Pelos últimos acontecimentos estamos a ver que os chamados mitos raciais estão a renascer e esses mitos raciais animaram muito a Segunda Guerra Mundial, são mitos que nós estudámos profundamente e conhecemos profundamente e achámos que tínhamos conseguido eliminar e eles estão hoje a renascer. É o mito do negro, o mito do mestiço, o mito do ariano e o mito do judeu e isto, pensávamos nós, depois da mortandade e destruições da última guerra mundial, podia ser aniquilado pela igualdade das condições, mas está a renascer e ao que parece em mais que um sítio, em toda a África, do Cabo ao Cairo, é verdade. E eu, não gosto de ler as notícias diárias dos mitos religiosos nos Estados Unidos neste momento, não as acho satisfatórias. O Conselho de Religiões pode ajudar nisto.

Alfredo Alexandre Costa Como o Professor explicou que quando os ocidentais criaram a Declaração Universal dos Direitos Humanos, fizeram-na um modelo ocidental. E se redefinirem e criarem um novo Conselho, vão criar uma nova Declaração Universal, considerando todos os pontos do mundo, o modelo asiático, o modelo americano bem como modelo europeu?

Não: as palavras podem ser as mesmas. O que nós reconhecemos é que é a mesma palavra cobre realidades diferentes. Toda a revolta dos países árabes contra os regimes antigos autoritários invoca a democracia, não estão a dizer a mesma coisa que diz a América ou que diz a França ou que diz Portugal. Não é isso. Estão a usar a mesma palavra. Aquilo que nós precisamos primeiro é encontrar denominadores comuns. Quando nós dizemos que todos os homens têm a mesma dignidade, é preciso assegurar que esse denominador comum é respeitado. Porque ter a mesma dignidade não é incompatível com ter culturas diferenciadas; o ter mesma dignidade não tem nada que ver com a cor com que as pessoas nascem e portanto a busca desse denominador comum, incluindo a dignidade da pessoa humana, é que é fundamental. Não é preciso alterar nada na Carta de Direitos.


Eu tenho um conceito para resumir isto, é que cada homem é um fenómeno que não se repete na história da humanidade. O seu fenómeno nunca mais se repete. O meu nunca mais se repete. Nós só temos uma oportunidade e isso é o grande valor de cada pessoa: é um caso único na história da humanidade, cada um, seja qual for a cor, seja qual for a etnia, seja qual for a região em que nasceu, é um fenómeno único na história da humanidade e daí resulta o seu valor que não pode ser violado. O princípio da dignidade humana, é isto. 
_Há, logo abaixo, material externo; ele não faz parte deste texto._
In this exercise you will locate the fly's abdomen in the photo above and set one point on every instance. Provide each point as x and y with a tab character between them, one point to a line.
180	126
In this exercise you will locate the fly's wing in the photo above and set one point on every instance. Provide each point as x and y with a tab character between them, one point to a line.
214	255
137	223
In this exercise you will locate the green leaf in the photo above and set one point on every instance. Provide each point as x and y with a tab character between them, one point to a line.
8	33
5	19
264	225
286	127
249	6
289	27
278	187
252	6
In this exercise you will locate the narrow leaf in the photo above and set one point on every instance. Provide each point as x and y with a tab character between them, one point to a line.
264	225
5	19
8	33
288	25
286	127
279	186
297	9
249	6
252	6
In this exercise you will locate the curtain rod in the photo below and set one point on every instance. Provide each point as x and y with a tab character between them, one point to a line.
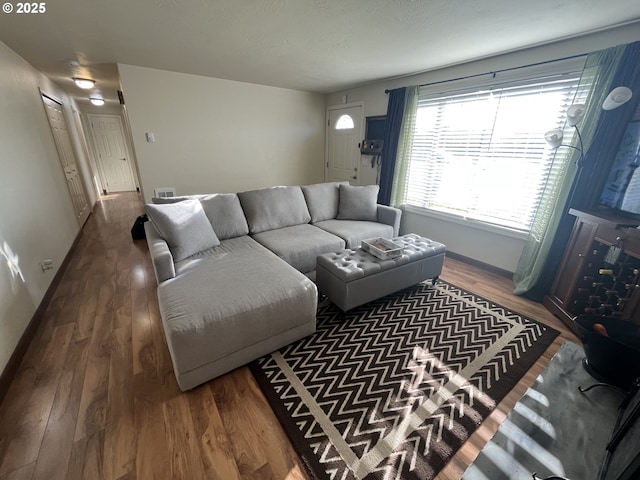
493	73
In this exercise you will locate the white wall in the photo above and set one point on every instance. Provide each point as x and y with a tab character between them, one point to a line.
37	220
502	251
216	135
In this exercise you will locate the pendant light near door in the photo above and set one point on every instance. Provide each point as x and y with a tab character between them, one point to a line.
84	83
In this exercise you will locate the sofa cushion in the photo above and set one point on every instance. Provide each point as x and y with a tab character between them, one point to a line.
358	203
181	198
272	208
322	200
354	231
299	245
225	214
184	226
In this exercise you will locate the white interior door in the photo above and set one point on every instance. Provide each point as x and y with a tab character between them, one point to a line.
344	134
113	158
67	158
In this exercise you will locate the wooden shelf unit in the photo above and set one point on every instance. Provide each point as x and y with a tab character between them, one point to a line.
579	287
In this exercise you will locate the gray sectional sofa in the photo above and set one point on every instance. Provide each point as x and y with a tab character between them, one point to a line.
236	272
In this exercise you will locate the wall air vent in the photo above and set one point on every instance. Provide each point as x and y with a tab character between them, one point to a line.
164	192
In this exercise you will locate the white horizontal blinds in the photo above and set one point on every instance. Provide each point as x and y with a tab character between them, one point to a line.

quarta-feira, 20 de maio de 2015

CARTA DO PROFESSOR ADRIANO MOREIRA AO PAPA FRANCISCO


Academia das Ciências de Lisboa

MINISTÉRIO DA EDUCAÇÃO E CIÊNCIA




A Sua Santidade
O Papa Francisco
Secretaria de Estado
Palazzo Apostólico Vaticano
00120 Città del Vaticano
ROMA - Itália

Lisboa, 2 de Fevereiro de 2015

Vossa Santidade:

Quando da celebração do Centenário do Centro Académico da Democracia Cristã, de Coimbra, no ano passado, pediram-me para ali fazer uma conferência relacionada com a situação atual, depois de tantas décadas, passando em revista os factos mais relevantes desse longo período. Mais uma vez me feriu a atenção que estavam a manifestar-se sinais claros da previsão de Malraux sobre o século XXI, “que será religioso ou não será”. E por isso, naquela palestra, sugeri que seria necessário, desenvolver uma iniciativa que julgo devida ao grande Secretário Geral da ONU, que foi Dag Hammarskjöld, ao criar uma sala singela para meditação de todas as religiões. Também foi importante ter reparado, há anos, que o principal fator de gravidade do terrorismo, tornado evidente no ataque às Torres Gémeas de Nova York, que a Al-Qaeda tinha incluído valores religiosos no seu conceito estratégico. O estado do mundo neste 2015, com um aviso alarmante no massacre de Paris, voltou a impor a evidência de que existem nesta data guerras “nos quatros cantos do mundo”, que volta de novo, e com nova face, a evidenciar-se a velha linha do Cabo ao Cairo, que a área ocidental está desorientada com a multiplicação de conflitos que não cabem nos conceitos da estratégia clássicos, falando-se em guerras entre Estados, guerras interiores aos Estados, guerras alheias aos Estados, com um cortejo aterrador de crimes contra a Humanidade, mortandade de crianças, destruição de estruturas seculares, ou ainda as situações que não são de guerra nem de paz. As últimas intervenções de Vossa Santidade, quer pela palavra, quer pela presença, levam-me ao atrevimento de lhe enviar, e repetir, a sugestão que fiz na reunião de Coimbra: na ONU, em perda de autoridade, deveria ser criado, ao lado dos órgãos institucionais da Carta, um Conselho das Religiões, a estruturar segundo a experiência da ONU e a que tem sido ganha, sobretudo desde as reuniões de Assis, com as sucessivas iniciativas de encontros, conclusões, e ação, das Igrejas a bem da paz. Se a Igreja Católica tomasse a iniciativa, com respeito institucional, enriqueceria utilmente a contribuição que lhe pertence na doutrinação da paz, designadamente tendo enriquecido, com mestres, o património imaterial da humanidade, tão descuidado e violado neste século sem bússola.

Respeitosamente, o fiel


(Adriano Moreira)
Presidente do Instituto de Altos Estudos da ACL


P. S. Junto, pedindo desculpa, um Currículo apenas para ser absolvido do atrevimento.